Knowing full well I’m not alone in this struggle and the burden it can place on our ability to foster true sources of refreshment in our lives, especially as a leader in ministry, I wanted to share a few learned takeaways I will be holding close in the years to come:
- It’s OK For It to Be Hard. So often, I think what kept me from actively making changes was the absurd belief that just because I knew it was unhealthy, I shouldn’t be struggling. There was great freedom in realizing that app developers design these apps to KEEP YOU ADDICTED. It’s not your fault that you struggle; the system is designed to make you struggle.
- Know Your Purpose for Using Each App. Losing sight of why you are in these online spaces, to begin with, can easily lead to unhealthy use. For example, utilizing an app to stay in touch with your family looks much different from using it to grow a small business. A small business might need to use the likes and comments as markers for increased interaction and engagement, but using social media tools to connect with family has no need for those numbers. The end goal of “connection” will still be achieved even without those shiny red alerts. Remembering the purpose of these apps in your life will keep you grounded.
- Boundaries are Important. In order to keep your feet firmly planted in that purpose, boundaries are really, really important. Some examples of boundaries I’ve implemented are as follows:
- I set a 30-min-a-day app limit on my phone.
- I use the “like” button intentionally (only liking the posts I’ve actually read and really do like — what a concept, right?).
- I don’t let the “social media standards” (e.g., creating posts just so people will like them, caring about my follower count) dictate the meaningful content I choose to post.
- Scrolling ≠ Quality Leisure.

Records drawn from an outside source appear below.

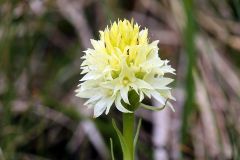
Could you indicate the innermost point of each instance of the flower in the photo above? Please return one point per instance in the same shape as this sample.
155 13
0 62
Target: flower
120 62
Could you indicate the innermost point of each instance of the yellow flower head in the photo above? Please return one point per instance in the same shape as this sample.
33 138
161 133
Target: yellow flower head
122 61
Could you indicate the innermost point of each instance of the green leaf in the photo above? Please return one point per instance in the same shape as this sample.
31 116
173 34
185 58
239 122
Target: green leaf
123 143
137 133
111 145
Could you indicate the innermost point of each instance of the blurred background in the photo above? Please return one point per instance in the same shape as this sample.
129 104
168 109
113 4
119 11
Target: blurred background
41 42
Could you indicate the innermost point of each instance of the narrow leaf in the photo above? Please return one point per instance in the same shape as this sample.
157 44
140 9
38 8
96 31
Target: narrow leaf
137 133
111 145
123 143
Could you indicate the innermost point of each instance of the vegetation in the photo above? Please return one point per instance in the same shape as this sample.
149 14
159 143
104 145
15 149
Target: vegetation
41 42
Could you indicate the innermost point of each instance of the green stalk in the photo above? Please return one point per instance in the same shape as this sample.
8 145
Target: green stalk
128 133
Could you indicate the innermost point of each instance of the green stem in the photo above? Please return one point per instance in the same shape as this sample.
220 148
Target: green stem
128 133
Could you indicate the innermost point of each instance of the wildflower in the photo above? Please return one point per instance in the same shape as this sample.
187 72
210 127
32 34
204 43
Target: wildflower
123 61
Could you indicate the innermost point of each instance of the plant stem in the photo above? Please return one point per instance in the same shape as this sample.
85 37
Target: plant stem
128 133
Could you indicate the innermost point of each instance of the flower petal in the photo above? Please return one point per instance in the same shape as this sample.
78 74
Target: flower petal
120 106
124 94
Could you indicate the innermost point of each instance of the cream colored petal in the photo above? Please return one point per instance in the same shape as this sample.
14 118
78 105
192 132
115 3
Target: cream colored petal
119 105
124 94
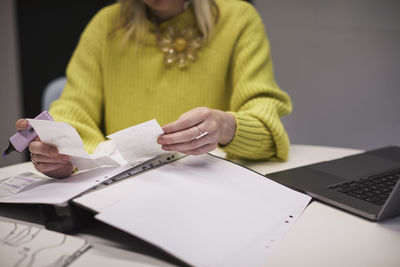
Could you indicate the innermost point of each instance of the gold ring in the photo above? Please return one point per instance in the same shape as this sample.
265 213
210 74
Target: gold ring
201 133
33 161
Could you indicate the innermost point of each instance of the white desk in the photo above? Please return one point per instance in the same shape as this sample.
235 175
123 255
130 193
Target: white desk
323 236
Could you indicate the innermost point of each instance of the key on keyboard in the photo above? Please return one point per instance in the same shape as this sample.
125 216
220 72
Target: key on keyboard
375 189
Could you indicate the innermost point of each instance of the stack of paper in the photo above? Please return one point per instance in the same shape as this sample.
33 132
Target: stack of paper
24 245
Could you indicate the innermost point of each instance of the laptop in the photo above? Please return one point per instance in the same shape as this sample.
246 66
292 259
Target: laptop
366 184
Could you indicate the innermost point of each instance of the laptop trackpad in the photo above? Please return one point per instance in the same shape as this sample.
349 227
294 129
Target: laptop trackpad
356 166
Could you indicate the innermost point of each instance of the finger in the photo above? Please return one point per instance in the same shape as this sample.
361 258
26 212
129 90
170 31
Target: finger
45 159
179 137
21 124
191 145
37 147
201 150
187 120
55 170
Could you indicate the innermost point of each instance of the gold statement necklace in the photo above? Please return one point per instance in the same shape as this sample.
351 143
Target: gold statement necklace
179 46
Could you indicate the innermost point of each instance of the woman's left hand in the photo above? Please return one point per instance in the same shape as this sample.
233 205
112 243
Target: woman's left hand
182 134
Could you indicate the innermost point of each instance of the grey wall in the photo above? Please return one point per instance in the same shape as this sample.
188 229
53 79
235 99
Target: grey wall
10 104
340 62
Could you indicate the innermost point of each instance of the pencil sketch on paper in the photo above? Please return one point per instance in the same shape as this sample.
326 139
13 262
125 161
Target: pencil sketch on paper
28 246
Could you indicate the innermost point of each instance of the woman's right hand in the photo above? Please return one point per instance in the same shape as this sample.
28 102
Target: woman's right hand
46 158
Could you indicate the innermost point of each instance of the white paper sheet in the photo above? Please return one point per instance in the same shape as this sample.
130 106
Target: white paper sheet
59 191
139 143
24 245
207 211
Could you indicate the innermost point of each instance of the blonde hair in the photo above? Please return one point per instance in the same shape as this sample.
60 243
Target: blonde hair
133 18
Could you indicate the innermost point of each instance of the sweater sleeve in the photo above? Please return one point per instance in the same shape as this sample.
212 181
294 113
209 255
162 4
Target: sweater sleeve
257 102
81 102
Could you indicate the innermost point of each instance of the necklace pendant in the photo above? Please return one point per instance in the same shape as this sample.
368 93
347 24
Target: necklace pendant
180 47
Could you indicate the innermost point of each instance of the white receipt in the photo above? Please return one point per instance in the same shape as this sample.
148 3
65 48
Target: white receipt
15 184
60 134
68 142
139 142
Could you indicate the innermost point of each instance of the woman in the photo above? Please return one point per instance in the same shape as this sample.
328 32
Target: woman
196 66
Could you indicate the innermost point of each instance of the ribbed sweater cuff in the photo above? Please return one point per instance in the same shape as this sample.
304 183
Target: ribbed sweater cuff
249 137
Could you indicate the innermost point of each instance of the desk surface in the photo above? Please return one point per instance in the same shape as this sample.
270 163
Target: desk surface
323 236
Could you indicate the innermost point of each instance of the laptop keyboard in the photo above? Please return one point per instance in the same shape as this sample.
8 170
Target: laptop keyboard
375 189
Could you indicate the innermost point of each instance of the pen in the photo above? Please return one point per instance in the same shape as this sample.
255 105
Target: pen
21 139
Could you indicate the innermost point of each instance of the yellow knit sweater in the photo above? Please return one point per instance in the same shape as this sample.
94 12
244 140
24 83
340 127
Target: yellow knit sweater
111 87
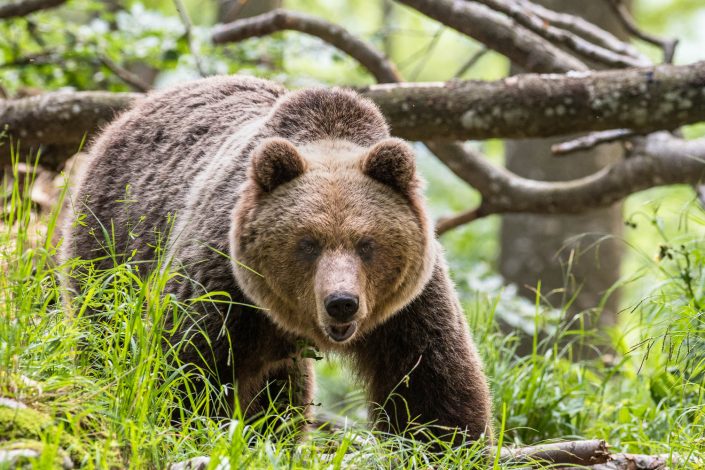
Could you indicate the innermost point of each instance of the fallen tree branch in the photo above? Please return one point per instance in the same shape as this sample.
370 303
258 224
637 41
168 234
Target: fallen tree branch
279 20
522 46
532 105
667 45
59 118
644 462
580 46
591 140
24 8
564 453
583 28
662 160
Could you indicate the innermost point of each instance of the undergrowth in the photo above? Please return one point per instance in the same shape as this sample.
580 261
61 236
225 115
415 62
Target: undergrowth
101 389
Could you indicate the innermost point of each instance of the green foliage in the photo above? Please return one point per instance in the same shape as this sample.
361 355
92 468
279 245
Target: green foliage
101 387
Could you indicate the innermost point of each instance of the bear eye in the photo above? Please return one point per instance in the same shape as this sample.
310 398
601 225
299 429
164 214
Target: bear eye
366 248
309 248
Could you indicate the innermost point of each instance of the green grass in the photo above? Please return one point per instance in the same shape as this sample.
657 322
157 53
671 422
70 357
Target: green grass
101 390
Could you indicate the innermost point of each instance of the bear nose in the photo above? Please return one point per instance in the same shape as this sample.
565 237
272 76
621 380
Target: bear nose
341 306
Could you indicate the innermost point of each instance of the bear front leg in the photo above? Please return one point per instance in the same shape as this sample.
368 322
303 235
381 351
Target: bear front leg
422 368
284 395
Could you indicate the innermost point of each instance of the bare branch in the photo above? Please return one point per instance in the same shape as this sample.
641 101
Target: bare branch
590 452
591 140
522 46
662 160
531 105
525 17
583 28
60 118
643 100
281 20
23 8
474 59
647 462
445 224
667 45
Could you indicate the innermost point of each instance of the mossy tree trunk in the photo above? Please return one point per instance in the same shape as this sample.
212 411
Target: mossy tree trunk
567 253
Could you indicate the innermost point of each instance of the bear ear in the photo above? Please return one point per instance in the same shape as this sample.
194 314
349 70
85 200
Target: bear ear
275 162
392 162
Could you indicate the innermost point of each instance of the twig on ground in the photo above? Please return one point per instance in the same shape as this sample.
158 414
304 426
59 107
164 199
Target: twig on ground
590 452
667 45
643 462
23 8
591 140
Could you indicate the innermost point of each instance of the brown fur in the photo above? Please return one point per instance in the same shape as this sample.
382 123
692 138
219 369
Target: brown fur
308 191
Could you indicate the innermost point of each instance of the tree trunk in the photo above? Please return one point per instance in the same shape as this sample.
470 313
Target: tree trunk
567 253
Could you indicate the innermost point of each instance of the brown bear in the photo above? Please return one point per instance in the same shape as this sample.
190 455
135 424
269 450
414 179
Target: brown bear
302 208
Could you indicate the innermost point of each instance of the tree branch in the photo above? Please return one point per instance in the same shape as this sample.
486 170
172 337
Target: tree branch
281 20
662 160
524 16
590 452
583 28
643 100
59 118
522 46
667 45
24 8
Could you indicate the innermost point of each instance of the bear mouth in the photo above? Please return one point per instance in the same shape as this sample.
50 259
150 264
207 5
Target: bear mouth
341 332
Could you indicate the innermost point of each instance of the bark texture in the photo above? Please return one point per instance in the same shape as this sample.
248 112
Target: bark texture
531 105
571 255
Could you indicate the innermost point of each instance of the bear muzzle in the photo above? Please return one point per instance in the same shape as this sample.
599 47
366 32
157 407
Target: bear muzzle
341 307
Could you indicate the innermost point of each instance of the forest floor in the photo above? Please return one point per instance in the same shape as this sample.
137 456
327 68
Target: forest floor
101 394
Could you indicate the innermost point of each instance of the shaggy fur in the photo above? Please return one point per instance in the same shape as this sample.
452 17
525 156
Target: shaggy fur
284 200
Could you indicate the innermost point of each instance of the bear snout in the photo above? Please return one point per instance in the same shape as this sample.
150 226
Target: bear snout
341 306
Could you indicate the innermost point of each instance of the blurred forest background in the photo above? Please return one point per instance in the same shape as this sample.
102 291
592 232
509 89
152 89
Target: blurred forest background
636 378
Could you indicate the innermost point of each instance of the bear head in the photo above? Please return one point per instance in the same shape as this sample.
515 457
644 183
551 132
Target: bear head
331 238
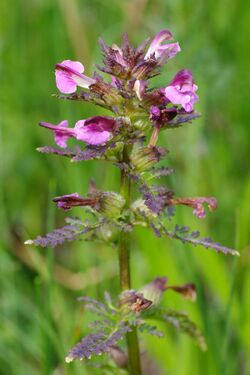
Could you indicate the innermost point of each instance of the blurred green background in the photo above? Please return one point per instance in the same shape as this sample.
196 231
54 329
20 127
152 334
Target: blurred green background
40 318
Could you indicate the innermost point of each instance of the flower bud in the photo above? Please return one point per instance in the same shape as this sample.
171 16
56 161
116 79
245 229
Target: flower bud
153 291
140 209
144 158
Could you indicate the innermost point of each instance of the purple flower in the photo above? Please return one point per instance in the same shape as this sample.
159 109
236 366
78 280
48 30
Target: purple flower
118 54
139 88
66 202
95 130
61 132
69 76
182 90
162 51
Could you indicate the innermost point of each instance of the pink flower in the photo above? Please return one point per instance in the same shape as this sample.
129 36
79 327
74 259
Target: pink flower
139 88
95 130
197 204
182 90
162 52
69 76
61 132
66 202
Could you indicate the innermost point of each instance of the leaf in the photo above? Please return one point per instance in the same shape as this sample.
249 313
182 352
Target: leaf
98 343
181 322
161 172
183 234
69 233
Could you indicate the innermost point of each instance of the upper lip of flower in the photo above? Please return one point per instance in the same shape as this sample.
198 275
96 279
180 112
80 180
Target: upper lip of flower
161 51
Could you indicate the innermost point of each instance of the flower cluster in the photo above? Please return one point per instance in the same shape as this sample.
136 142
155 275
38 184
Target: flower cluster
128 138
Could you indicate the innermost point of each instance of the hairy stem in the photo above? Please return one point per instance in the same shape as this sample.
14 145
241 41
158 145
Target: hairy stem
125 281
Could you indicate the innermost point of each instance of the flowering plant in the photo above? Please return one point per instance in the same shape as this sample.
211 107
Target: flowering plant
128 139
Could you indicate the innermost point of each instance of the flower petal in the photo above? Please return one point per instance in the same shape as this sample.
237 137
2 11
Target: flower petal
69 76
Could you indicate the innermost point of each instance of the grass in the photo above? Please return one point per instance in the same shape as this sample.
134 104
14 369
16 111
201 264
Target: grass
40 318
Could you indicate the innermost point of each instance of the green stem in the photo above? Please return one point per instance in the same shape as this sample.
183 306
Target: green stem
125 280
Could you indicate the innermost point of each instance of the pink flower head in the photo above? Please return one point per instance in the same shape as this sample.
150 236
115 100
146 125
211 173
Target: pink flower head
162 51
61 132
95 130
139 88
182 90
69 76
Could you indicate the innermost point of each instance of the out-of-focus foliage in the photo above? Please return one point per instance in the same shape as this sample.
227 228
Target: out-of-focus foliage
40 317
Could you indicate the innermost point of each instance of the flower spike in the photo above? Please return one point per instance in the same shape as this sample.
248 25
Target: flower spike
182 90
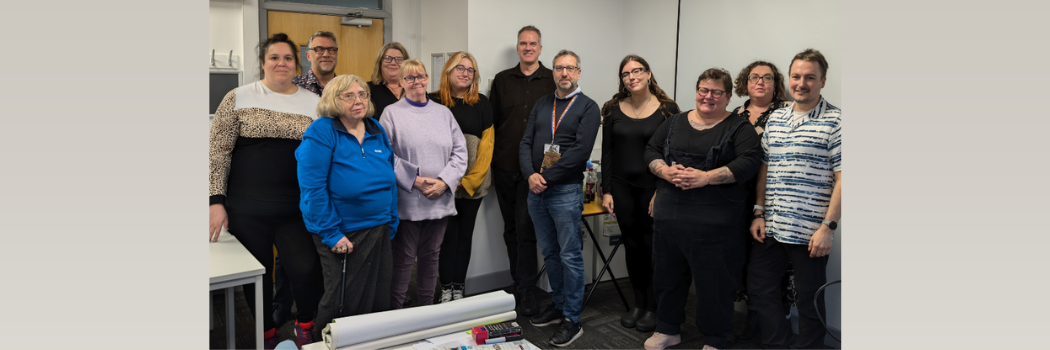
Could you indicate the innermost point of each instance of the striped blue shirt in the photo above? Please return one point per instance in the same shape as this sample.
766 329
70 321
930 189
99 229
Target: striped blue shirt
802 156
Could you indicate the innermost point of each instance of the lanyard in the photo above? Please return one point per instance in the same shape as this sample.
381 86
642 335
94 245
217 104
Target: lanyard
555 122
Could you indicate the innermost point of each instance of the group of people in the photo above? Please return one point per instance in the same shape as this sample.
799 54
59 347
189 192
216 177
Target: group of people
393 176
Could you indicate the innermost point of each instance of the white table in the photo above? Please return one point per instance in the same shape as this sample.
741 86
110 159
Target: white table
231 265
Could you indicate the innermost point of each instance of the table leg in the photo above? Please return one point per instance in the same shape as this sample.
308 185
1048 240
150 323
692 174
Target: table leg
230 329
258 312
607 261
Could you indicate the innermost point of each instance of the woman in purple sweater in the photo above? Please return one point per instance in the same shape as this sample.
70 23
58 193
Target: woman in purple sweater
429 157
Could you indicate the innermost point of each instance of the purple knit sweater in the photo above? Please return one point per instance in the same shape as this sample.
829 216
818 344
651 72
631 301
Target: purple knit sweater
425 140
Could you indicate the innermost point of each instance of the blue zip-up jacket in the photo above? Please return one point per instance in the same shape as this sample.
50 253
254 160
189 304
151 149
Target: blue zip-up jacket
345 185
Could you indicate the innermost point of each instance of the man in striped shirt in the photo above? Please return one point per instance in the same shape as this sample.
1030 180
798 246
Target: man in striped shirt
799 200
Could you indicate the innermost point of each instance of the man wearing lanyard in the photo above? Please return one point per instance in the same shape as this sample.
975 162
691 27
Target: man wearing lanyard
558 141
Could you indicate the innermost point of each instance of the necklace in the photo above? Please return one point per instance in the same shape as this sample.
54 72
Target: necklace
700 126
637 111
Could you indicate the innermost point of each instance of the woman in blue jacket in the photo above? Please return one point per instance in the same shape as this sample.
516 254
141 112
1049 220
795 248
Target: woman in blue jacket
345 170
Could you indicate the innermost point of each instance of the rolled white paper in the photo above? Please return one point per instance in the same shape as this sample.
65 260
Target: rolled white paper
407 325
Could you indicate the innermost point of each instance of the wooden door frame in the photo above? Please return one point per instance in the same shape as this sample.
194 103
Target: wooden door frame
382 14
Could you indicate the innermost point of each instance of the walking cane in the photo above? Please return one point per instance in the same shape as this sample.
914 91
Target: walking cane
342 284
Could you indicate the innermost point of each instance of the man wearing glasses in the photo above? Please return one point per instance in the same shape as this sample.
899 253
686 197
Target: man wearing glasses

As human beings, we benefit greatly from quality leisure. Social media scrolling may masquerade as something “leisurely” to do in your spare time, but do not be fooled… it is NOT quality leisure. Without limits on time spent and specific objectives as to the purpose for these tools in our lives, they can easily become misused and lead to burnout and dissatisfaction.
In the end, it comes down to how we view our social media use. So often, our bad habits lead us to feel as though we are being used and manipulated by the tools we’ve chosen to employ in our lives. When we remember that social media tools are the tools themselves, we recognize that we have more power over them than we may realize. When we can sort out our purpose for social media, reign in our boundaries, and properly put them in their place, we will be better rested and equipped to serve our families, friends, teens, and faith communities — in person.